Улица со странным, но говорящим названием действительно была на окраине города, и за прошедшие семь с лишним десятком лет в центральную не превратилась. Деревянные домики, покосившиеся ограды, сады с деревьями, усыпанными яблоками. Из-за калиток на нас хищно смотрели хозяйки, очевидно прикидывая, не остановить ли нашу машину грудью и не продать ли центнер-другой полезного вкусного фрукта?
Примерно на середине улицы я попросила:
– Останови, пожалуйста.
Кузнецов притормозил – неохотно, с опаской косясь на очередную женщину у калитки. Я же закрыла глаза. Вот здесь рядом жили мои бабушка и дед. Здесь родился мой папа, бегал с такими же маленькими мальчиками, ловил лягушек в Тверце или послушно сидел и учился читать. Вот там, впереди был деревянный пешеходный мост, по которому дед переходил реку и шёл в педучилище. Потом к нему присоединилась бабушка, и они ходили вместе. Зимой доски моста обледеневали и становились скользкими…

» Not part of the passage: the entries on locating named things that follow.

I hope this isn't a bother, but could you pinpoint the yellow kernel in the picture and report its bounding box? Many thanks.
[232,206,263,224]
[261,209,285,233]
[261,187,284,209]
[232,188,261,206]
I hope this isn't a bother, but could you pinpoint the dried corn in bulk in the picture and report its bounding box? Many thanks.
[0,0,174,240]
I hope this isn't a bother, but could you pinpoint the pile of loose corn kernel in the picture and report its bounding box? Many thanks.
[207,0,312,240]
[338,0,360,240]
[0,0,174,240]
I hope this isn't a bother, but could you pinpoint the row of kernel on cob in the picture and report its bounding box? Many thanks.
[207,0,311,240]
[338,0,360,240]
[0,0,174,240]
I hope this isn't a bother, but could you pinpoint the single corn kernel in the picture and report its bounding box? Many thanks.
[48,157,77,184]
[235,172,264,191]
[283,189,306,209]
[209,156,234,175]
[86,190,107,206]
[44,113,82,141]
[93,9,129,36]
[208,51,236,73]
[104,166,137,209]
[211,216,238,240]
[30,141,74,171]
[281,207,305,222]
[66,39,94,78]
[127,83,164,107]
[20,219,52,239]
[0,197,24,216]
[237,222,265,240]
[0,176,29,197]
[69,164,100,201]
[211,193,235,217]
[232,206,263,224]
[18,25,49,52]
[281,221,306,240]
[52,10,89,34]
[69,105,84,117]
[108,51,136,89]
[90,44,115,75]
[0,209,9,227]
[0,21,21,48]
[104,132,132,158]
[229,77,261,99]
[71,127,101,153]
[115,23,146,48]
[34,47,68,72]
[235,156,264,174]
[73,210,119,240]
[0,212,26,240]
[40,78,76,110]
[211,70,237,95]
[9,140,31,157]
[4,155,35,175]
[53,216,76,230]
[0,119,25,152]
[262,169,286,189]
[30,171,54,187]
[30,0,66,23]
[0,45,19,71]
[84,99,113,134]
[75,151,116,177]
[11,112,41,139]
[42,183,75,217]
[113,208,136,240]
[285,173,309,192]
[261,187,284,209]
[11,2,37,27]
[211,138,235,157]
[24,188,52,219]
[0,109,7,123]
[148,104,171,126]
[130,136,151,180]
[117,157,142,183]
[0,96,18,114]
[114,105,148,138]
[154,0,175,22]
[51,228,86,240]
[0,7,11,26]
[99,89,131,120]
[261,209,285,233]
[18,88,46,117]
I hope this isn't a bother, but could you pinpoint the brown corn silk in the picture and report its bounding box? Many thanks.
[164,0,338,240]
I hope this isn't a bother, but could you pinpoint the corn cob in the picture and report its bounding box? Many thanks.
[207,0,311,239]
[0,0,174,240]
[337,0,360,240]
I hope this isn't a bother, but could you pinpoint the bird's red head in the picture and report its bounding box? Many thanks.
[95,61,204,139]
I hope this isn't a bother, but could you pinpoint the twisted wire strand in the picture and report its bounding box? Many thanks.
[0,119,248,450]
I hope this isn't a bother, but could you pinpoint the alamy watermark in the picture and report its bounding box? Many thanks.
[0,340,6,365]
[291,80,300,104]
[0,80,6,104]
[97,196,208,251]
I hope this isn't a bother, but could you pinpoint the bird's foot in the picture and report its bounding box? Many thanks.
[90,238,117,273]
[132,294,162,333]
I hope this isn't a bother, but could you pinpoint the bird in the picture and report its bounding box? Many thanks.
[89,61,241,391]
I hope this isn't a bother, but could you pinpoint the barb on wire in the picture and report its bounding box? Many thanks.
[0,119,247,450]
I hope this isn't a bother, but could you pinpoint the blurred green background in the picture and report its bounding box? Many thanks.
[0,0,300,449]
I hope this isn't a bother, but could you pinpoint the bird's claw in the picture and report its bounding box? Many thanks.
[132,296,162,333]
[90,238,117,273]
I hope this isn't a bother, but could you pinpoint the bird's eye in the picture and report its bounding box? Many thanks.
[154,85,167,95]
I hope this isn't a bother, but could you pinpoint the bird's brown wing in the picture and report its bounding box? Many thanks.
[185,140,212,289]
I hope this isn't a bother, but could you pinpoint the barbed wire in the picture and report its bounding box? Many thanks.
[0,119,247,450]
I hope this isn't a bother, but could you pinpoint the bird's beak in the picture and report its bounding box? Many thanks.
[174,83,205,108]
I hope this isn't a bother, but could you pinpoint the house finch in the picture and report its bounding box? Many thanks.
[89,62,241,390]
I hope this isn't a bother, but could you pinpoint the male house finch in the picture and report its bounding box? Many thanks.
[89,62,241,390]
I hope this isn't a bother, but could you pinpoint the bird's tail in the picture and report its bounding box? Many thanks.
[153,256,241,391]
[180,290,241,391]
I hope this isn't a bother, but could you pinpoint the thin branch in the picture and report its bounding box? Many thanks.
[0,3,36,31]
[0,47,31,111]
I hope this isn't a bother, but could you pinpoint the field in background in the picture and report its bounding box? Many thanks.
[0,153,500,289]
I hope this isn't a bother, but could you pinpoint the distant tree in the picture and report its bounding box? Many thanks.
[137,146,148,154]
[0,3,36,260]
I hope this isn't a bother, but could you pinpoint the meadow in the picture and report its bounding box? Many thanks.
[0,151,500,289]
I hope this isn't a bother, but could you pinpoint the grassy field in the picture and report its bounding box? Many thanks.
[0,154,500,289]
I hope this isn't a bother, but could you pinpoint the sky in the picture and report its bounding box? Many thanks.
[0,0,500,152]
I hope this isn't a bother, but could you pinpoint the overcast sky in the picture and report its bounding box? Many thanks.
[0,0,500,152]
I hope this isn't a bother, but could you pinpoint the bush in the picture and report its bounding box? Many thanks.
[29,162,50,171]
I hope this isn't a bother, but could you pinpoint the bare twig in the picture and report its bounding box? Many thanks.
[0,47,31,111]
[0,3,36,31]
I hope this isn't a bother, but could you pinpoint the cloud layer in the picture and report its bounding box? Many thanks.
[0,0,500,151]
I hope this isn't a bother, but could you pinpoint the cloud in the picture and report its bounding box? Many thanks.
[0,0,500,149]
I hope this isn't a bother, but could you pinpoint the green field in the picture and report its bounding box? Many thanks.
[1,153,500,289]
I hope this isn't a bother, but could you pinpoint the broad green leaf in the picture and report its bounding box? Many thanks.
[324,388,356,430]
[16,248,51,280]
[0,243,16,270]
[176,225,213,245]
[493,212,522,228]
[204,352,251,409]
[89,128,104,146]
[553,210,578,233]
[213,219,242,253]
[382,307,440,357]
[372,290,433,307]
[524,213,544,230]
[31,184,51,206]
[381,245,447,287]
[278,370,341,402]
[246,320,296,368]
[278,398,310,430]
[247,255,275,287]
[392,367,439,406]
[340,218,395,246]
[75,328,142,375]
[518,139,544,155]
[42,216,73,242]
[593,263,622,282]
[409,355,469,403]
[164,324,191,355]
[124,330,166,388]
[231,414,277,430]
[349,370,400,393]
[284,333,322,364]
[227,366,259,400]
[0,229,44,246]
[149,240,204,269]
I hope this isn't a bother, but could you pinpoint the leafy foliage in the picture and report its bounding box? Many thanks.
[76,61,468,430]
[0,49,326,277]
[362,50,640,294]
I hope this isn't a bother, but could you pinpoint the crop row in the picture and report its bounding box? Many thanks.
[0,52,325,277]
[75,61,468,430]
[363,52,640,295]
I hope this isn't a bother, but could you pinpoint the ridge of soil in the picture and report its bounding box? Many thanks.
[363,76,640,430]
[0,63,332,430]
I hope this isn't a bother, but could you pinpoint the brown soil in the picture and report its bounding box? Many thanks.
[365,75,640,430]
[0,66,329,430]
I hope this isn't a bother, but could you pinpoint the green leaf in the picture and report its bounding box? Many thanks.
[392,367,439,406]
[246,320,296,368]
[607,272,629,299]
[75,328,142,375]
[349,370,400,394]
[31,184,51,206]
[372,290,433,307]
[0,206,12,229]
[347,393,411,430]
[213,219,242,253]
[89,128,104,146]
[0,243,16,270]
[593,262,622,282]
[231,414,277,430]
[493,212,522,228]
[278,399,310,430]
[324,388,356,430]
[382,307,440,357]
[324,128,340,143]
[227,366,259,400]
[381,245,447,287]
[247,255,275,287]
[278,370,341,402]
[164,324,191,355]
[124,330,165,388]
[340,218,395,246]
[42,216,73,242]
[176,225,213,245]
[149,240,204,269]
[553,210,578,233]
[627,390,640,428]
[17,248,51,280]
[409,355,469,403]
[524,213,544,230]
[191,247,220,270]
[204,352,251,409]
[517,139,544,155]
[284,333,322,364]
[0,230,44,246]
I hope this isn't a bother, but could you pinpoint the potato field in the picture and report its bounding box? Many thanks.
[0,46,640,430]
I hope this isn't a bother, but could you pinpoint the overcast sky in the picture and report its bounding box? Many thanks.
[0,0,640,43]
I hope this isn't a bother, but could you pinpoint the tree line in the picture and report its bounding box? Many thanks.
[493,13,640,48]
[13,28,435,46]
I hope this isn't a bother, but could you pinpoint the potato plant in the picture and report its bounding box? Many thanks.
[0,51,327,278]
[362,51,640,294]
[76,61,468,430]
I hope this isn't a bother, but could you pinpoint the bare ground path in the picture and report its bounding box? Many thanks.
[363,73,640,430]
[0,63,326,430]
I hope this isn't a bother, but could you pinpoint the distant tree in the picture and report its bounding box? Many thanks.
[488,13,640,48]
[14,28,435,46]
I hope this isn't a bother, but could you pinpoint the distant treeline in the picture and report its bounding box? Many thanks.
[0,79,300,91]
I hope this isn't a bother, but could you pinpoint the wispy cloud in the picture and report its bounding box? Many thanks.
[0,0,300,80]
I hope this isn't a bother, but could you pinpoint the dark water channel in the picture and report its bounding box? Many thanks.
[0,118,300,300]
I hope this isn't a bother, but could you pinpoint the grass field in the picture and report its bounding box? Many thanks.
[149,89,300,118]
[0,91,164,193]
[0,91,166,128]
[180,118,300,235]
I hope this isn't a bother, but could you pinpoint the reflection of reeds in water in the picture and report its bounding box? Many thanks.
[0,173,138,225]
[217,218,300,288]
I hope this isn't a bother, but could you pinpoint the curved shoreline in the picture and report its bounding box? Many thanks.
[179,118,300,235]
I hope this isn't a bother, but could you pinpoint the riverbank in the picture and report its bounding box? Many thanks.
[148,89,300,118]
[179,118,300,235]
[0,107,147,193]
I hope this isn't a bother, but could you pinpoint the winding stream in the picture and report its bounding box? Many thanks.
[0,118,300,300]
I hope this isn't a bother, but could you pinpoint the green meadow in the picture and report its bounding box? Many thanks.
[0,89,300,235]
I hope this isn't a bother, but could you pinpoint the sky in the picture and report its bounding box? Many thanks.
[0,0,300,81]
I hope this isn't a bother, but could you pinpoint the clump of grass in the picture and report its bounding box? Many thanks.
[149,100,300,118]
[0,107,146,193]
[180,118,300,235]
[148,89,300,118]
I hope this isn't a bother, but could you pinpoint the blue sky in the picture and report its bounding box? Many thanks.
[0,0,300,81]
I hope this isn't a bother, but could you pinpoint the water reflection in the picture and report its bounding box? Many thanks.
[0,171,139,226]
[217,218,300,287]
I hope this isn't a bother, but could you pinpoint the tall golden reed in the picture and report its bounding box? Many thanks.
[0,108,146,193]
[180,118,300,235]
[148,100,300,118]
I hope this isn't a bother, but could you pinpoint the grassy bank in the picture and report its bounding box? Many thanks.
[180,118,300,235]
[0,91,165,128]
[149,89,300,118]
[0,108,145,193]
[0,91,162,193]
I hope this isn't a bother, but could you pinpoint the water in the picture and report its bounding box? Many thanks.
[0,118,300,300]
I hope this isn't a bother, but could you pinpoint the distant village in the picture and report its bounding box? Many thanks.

– Ничего не осталось, – сказала я, глядя вперёд. – Поехали.
– В училище?
– Нет, домой. В гостиницу.
***
Итак, в пять часов вечера в среду джип с выхлопной трубой на крыше проехал под МКАДом и влился в поток движения по Ленинградскому шоссе.
– Тебя отвезти домой, или уж сразу заберёшь машину со стоянки? – спросил Кузнецов.
– Надо Косте позвонить, – я закопалась в сумку в поисках телефона. – Если он на месте, так я бы сразу забрала. Мало ли что, а я без машины.
Майор Алябьев был на месте, и даже обрадовался моему звонку.
– Отлично! – сказал он с неуместным энтузиазмом. – Подъезжайте оба и заходите ко мне, я дежурного предупрежу. Третий этаж, кабинет тридцать четыре.
– Что это он так радуется? – с подозрением спросила я у «голоса разума». – Ты что-то знаешь?
– Ничегошеньки! – открестился он. – Даже если и знал бы, не сказал, но раз Костя радуется, значит, у него миг триумфа.